Not so. After a few years of retirement, I was invited to become Minister of Visitation in our local Presbyterian Church. Again, the ghosts of guilt started dancing in my head. I dragged my feet. "Try it for six months," the committee urged! I caved in and ended up doing it for four years. Actually, I liked it though it was still low on my list of ways to serve. My Episcopal friend, pastor of a downtown church, sympathized with me. What confounded me was the plethora of compliments I received for this service. My monthly report to the diaconate was full of tidbits and laughable incidents from people I had visited. What popularity, and what grace, was given me in the process.
I enjoy preaching and, even more, preparing for it. There’s nothing like being carried away by angel winds or grabbed by a creative word from the Bible. Occasionally, I was in heaven when it seemed I had struck a chord. But it was a rare celebration when someone honestly expressed sincere gratitude for a sermon.

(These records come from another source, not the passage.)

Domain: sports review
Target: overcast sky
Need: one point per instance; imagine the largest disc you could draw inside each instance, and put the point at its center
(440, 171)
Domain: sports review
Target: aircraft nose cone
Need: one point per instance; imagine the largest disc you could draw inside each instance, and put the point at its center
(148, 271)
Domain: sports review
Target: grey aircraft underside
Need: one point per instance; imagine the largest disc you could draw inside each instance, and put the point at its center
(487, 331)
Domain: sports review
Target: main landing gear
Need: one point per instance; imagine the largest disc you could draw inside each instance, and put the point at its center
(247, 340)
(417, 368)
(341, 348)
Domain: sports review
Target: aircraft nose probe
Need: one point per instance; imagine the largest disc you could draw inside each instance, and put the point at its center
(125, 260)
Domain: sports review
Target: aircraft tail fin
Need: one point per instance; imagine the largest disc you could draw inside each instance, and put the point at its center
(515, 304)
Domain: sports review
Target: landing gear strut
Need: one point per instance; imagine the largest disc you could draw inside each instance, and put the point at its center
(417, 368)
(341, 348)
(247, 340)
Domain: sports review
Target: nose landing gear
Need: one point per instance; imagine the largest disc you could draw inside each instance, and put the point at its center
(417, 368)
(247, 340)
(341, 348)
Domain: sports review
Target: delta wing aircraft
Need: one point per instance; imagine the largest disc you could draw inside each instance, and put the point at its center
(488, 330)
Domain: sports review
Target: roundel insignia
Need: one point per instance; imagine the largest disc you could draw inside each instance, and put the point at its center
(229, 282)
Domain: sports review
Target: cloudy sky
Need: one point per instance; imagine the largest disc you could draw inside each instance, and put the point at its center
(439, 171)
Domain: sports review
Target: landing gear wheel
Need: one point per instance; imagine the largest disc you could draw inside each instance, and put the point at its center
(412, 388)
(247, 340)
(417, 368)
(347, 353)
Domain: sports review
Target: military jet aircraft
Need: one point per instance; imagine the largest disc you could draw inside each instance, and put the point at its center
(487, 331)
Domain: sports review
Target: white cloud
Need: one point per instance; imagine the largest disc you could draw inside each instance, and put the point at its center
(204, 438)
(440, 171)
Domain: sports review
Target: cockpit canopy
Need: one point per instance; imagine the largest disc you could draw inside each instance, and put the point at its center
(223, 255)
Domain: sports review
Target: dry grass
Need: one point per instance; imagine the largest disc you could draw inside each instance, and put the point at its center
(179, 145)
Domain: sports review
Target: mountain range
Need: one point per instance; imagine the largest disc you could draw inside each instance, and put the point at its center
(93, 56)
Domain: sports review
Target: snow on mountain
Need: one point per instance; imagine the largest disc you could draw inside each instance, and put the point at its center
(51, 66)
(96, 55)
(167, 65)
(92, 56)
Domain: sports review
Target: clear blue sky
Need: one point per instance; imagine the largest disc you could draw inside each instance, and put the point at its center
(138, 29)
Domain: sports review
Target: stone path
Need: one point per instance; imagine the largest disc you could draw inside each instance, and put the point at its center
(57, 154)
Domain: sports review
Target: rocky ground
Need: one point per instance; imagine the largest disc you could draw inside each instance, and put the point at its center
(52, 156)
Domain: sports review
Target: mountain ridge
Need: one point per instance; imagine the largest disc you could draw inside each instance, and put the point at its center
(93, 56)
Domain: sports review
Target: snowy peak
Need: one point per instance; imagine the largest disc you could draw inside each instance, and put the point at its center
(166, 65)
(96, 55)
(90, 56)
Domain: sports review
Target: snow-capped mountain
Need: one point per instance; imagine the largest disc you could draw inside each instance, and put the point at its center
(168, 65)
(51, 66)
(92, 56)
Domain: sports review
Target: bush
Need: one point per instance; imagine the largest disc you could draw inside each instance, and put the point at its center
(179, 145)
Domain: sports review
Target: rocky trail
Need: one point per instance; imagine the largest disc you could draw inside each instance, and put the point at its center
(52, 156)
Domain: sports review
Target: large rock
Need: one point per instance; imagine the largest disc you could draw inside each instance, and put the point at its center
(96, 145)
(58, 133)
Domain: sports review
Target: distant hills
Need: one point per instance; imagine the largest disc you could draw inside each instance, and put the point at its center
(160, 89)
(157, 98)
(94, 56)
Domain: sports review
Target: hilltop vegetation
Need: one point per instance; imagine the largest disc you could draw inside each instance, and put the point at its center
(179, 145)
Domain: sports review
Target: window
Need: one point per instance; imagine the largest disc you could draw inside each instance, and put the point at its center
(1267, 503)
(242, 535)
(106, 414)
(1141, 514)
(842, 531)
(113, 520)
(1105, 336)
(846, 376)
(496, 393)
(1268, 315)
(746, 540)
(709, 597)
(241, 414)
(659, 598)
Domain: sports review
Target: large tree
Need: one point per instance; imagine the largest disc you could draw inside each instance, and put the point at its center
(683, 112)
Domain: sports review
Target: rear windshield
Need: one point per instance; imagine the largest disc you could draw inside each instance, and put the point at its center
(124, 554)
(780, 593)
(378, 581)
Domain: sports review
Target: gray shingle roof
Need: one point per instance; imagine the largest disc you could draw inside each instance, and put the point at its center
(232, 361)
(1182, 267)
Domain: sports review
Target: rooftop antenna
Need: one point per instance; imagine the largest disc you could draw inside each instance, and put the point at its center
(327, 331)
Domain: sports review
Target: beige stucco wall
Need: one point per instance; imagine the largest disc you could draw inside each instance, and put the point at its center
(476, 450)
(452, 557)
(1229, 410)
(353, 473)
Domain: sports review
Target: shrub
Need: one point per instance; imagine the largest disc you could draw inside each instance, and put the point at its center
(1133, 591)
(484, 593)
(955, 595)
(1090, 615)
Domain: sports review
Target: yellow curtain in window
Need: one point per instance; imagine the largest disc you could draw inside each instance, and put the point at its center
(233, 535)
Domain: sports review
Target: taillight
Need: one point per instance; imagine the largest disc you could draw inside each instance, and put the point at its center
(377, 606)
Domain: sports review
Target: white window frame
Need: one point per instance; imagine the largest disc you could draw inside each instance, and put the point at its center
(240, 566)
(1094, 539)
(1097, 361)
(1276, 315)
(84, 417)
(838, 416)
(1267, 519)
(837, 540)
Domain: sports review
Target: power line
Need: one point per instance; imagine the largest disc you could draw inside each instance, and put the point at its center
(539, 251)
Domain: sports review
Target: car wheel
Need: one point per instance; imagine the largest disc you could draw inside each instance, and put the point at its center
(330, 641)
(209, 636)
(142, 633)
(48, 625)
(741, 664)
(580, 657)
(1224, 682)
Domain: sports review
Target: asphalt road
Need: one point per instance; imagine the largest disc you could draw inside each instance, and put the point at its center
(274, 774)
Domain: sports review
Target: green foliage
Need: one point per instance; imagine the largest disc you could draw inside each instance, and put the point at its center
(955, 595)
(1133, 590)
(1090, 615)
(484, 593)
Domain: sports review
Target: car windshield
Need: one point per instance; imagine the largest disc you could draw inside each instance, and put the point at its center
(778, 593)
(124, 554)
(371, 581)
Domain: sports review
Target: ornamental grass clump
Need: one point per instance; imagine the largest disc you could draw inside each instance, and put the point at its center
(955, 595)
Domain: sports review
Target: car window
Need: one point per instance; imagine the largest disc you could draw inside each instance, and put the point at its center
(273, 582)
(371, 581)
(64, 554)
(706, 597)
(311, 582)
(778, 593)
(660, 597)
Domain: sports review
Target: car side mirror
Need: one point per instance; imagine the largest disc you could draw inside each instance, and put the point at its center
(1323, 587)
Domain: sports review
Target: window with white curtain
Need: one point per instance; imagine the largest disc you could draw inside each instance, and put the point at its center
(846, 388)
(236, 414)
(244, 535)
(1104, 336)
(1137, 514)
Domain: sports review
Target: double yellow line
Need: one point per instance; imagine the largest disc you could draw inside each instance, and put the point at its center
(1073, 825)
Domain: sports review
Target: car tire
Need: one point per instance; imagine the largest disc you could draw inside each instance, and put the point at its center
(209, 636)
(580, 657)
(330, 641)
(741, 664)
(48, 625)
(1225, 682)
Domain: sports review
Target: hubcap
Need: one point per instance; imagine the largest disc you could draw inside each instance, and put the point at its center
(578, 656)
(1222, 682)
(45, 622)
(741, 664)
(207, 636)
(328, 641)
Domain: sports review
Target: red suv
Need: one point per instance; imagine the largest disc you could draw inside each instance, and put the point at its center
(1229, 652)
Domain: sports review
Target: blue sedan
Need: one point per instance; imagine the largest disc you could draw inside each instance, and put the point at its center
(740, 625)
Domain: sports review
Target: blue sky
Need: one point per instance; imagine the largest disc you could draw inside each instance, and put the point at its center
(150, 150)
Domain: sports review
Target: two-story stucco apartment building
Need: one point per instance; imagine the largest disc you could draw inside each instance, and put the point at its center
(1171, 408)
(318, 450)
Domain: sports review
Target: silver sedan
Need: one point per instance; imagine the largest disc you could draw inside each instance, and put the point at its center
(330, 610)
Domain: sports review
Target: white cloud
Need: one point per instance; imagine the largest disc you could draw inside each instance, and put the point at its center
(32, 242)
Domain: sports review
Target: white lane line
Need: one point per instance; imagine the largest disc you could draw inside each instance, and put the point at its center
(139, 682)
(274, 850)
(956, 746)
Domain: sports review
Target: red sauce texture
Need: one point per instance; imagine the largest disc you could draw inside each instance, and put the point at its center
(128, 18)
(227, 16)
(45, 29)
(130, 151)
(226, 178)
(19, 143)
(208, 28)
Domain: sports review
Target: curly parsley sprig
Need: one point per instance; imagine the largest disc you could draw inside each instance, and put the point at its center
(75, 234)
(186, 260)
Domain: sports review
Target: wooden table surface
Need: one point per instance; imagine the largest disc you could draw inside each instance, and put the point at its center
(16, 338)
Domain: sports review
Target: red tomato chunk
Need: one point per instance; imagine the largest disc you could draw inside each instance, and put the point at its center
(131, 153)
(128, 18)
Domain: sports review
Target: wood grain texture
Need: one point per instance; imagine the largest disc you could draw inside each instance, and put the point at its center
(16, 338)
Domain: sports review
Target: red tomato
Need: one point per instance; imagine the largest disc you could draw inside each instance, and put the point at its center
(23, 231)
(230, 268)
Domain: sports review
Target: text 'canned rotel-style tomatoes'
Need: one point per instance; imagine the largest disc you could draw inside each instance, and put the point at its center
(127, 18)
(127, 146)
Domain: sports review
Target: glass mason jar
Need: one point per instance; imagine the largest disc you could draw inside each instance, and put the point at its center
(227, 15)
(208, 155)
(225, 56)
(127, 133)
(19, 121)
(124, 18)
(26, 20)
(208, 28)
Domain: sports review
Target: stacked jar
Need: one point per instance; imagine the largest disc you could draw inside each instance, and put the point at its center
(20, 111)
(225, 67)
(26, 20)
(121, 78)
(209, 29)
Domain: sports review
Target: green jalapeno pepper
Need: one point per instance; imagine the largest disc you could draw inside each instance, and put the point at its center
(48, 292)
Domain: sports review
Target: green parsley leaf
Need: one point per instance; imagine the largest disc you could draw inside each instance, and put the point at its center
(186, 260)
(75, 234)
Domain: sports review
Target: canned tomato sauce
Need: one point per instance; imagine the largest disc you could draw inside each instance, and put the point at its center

Why do I get more credit for calling? I’m not sure, but I do feel that for all our talk of love, community, and caring for each other, there is still very little real communication beyond the superficial, "God loves you, and so do I!" We like to see people attend, give generously, and get involved in churchly self-serving activities. But honest human engagement? Forget about that! I am just beginning to realize the importance of being real, humanly, kindly, pesky, all-ears real, a troubadour, an imp, someone who cares, a saint, a failure, and a friend who stands by and with his friend.
On the other hand, calling that in effect announces, "I’m here to do you some good" is fatal. We ourselves are struggling swimmers in the river of life. Formal prayers have their place, but, as Malcolm Boyd reminds us [Are You Running with Me Jesus?], prayer can be very earthy, too.
I now look forward to sitting down with other humans, sharing concerns, consoling, laughing, and if it leads to that, weeping together! The adventure lies in the fact that other people, the ones I’m visiting, have an uncanny wisdom I can’t supply. Jeremiah said it. Speaking of the New Covenant he said: "No longer shall each man teach his neighbor and each his brother, saying, ‘Know the Lord,’ for they shall all know me from the least of them to the greatest" (Jeremiah 3l:34).